Abstract

Abstract:

In a New York Times review of MaddAddam, the final instalment in Margaret Atwood’s eco-apocalyptic trilogy, Andrew Sean Greer notes “[w]hat a joy it is to see…Atwood taking such delicious pleasure in the end of the world.” If critics such as Timothy Morton and Michael Branch have lamented the dominance of elegiac, melancholic rhetoric in ecological writing and (in the case of Branch) pleaded for more humor in both literary theory and practice, this article unearths how humor operates on crucial rhetorical and narrative levels in the climate fiction of Atwood and Ian McEwan. It analyzes how several comic modes—from satirical dark humor to slapstick—draw attention to ethical and epistemological quandaries raised by climate change and ecological risk in distinctive ways that merit further study. Drawing historical and generic comparisons to satirical modes prevalent in twentieth-century science fiction and film, and especially to the dark humor made emblematic by Stanley Kubrick’s film Dr. Strangelove, the article decrypts how Atwood’s MaddAddam and McEwan’s Solar offer incongruously funny representations of ecocatastrophe that—like Kubrick’s famed nuclear-age spoof—serve both to distract from and snap us out of the paralysis of fear, encouraging a self-reflexive mode of reading. In Solar, absurd and slapstick humor marks the rise of an egotistical, Nobel Prize-winning scientist who steals a colleague’s work to develop a technology capable of averting catastrophic warming.

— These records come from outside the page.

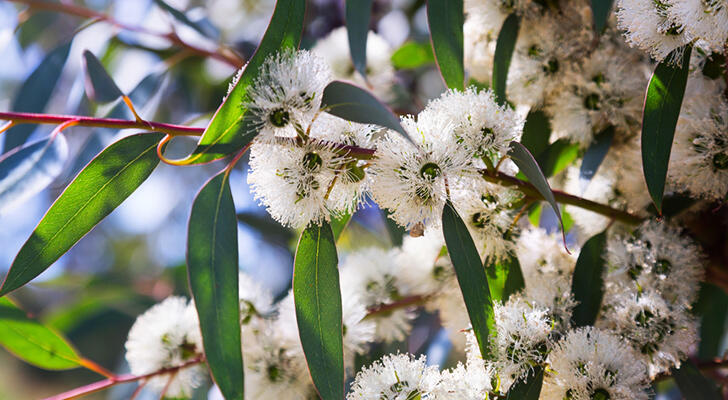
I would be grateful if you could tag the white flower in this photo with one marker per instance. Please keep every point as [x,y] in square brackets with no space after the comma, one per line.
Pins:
[409,180]
[395,377]
[699,159]
[647,25]
[166,336]
[661,334]
[334,48]
[286,95]
[547,271]
[593,364]
[292,180]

In the end, this invites a pragmatic question framed in a light-hearted manner: who cares how the climate crisis is solved, and whether efforts are intellectually honest or affectively in earnest, as long as solutions are found? Meanwhile, Atwood’s novel proves more traditional in its turn to familiar sci-fi conventions of technological satire and dark humor to imagine a post-human future following mutually intertwined eco and techno-catastrophes. In her work, critiques of biotechnology, late-market capitalism, and its irreversible ecological consequences are framed in bitingly comic terms; but this does not prevent the trilogy from retaining a sense of hope and ethical urgency.